Wifi occupies the radio frequency band of the electromagnetic spectrum between actual radio waves and microwaves (used to listen to the game, and cook your dinner, respectively). This frequency band means that wifi boxes and computers can send and receive data as electromagnetic wave that have a 3 to 5 inch distance distance between each pulse of the wave. The wifi pulses are shown here as multicolored spheres radiating out from the source, near the right of the image. Wifi transmitters are basically an antenna equipped with a transmission protocol that splits the frequency band into several segments, referred to as channels. Data can be transmitted over each channel or in order to send and receive greater quantities of data at faster rates. Although color represents its own unique, visible segment of the electromagnetic spectrum, we use red, orange, yellow and other colors to show the invisible wifi channels that make up the overall wifi signal. Wifi fields are usually spherical (like the one here) or ellipsoidal and extend about 20-30 meters, assuming a typical off the shelf wifi box.
Wifi routers or antenna can be attached to trees, buildings, lamp posts and other structures. A typical outdoor router can project its signal 300 feet or more from its location. Objects such as trees can obstruct the signal such that it has to be augmented by multiple wifi routers placed in different positions. Multiple routers can create a field that extends all the way across Washington DC's National Mall as shown here.
Wifi routers affixed to buildings, lamp posts and other object create a circular data field around them. These antenna have an omnidirectional signal that extends equally in all directions, shown as the circular bands. Wifi broadcasts at a frequency between radio and microwaves, meaning that the waves or pulses are about six inches apart, as shown by the colored, circular bands.
Lamm, a 24-year-old student from Pittsburgh, is focused on using illustrations to bring attention to topics that are otherwise overlooked, he writes on his website. His projects combine art and research, and he often collaborates with other artists, including his mother.
In the last couple months, his projects have visualized what Barbie would look like as a normally proportioned woman, what the average human might look like in 100,000 years, and what New York City would look like on other planets.
As far as wi-fi goes, he's not the first artist whose curiosity was piqued by the invisible force.
Early this year, Austrian artist and architect Peter Jellitsch measured radio waves to record the wifi activity in a New York apartment over 45 days. (You know, the maddening pattern of how it cuts out and then comes back and is really strong and then is barely working again.) He used the data to sculpt an object that's a physical depiction of a wifi signal.

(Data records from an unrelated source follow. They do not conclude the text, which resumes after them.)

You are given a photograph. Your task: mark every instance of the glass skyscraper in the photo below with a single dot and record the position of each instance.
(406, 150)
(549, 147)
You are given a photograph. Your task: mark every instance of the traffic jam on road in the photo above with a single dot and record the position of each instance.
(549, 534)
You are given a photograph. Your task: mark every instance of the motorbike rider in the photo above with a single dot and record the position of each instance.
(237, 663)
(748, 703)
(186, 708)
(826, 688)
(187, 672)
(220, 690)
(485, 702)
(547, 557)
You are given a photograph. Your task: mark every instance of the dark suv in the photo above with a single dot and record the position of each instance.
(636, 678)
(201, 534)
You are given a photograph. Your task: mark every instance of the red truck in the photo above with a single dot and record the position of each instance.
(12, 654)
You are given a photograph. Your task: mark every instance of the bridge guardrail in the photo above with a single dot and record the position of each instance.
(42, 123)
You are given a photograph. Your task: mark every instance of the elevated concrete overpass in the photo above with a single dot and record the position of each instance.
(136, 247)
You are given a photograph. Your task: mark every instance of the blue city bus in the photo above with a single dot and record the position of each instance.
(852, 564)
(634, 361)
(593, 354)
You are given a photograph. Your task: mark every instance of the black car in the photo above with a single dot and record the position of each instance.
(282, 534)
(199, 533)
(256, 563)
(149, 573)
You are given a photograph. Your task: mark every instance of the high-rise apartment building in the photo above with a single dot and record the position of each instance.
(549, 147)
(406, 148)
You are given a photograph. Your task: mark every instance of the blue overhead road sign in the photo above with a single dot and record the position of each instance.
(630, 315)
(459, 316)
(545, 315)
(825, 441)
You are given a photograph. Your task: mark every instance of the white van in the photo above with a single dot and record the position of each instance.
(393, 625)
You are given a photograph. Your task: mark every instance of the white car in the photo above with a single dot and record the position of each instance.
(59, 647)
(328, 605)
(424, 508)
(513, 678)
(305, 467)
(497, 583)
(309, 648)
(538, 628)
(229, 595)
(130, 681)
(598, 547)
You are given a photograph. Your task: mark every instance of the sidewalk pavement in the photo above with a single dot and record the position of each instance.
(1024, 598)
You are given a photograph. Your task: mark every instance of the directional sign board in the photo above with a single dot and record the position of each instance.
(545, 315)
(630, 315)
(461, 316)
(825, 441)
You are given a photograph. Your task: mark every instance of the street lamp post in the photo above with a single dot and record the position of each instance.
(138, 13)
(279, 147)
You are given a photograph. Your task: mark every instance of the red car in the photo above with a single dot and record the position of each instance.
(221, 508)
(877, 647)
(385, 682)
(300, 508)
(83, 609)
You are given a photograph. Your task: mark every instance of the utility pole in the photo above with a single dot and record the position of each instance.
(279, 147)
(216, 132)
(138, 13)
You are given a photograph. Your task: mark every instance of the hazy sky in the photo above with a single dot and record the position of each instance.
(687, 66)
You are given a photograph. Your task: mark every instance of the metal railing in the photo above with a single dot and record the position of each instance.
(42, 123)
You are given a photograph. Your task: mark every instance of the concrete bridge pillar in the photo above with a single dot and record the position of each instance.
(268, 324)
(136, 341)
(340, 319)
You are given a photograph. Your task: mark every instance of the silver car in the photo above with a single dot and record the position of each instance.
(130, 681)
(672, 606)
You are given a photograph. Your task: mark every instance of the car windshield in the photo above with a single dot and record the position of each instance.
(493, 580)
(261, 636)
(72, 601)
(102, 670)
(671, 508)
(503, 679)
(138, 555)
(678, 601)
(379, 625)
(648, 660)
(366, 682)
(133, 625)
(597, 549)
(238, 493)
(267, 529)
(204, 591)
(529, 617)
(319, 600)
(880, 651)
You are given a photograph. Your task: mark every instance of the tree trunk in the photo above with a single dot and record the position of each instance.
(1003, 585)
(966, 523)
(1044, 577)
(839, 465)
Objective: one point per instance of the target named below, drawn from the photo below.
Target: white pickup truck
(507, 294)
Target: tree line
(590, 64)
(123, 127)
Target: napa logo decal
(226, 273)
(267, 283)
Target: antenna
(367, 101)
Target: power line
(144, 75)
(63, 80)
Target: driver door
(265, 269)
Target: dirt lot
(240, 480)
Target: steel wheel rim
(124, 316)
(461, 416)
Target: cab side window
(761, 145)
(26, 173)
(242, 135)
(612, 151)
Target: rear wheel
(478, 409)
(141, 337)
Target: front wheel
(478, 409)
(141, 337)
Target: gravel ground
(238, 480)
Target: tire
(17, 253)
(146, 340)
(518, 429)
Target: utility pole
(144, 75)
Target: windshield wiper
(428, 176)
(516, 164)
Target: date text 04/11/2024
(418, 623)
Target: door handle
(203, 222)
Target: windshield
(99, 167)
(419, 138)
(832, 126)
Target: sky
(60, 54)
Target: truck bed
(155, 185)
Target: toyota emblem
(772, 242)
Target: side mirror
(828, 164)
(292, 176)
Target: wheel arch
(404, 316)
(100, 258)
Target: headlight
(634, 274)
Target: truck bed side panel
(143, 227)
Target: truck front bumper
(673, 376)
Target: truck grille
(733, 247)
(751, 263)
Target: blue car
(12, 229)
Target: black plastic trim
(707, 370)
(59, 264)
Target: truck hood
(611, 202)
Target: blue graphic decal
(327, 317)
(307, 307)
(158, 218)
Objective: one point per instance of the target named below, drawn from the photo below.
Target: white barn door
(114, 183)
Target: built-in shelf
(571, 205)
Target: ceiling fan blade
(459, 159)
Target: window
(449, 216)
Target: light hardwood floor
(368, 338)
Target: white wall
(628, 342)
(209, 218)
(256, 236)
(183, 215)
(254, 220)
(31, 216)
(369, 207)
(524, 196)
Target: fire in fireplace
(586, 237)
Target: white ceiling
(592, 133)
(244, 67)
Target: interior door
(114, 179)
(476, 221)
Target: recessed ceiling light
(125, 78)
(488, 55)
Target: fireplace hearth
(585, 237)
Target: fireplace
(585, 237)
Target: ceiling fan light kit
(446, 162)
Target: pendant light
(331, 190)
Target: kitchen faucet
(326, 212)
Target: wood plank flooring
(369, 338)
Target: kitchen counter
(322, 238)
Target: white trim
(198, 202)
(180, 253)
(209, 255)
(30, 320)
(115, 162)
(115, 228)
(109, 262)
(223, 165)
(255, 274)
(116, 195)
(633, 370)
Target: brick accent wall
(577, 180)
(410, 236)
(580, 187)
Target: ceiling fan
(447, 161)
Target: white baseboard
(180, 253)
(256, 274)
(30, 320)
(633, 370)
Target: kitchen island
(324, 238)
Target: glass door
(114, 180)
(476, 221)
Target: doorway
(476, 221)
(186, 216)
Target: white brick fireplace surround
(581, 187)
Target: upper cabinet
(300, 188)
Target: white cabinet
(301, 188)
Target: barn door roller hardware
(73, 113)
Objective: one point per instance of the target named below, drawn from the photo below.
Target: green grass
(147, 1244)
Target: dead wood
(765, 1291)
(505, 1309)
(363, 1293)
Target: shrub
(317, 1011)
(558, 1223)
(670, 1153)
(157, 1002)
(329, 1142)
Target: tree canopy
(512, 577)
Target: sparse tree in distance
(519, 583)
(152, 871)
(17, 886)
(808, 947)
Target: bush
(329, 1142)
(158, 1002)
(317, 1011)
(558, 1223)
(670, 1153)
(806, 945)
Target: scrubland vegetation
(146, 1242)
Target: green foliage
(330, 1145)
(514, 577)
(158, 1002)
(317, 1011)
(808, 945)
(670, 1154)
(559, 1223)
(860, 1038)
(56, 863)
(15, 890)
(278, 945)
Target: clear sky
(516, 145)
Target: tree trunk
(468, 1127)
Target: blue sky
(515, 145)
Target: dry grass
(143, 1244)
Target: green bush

A couple years before that, a team from the from the Oslo School of Architecture and Design visualized wifi signals in a Norwegian town by "light painting" them. They created a long rod with 80 lights that lit up according to the signal strength of the wifi network, and filmed the result.
Lamm's depiction might be the most comprehensive, though. It's the first to incorporate shape, size, and color into the image, he told me. "I was surprised, wi-fi isn't as simple as I thought it would be."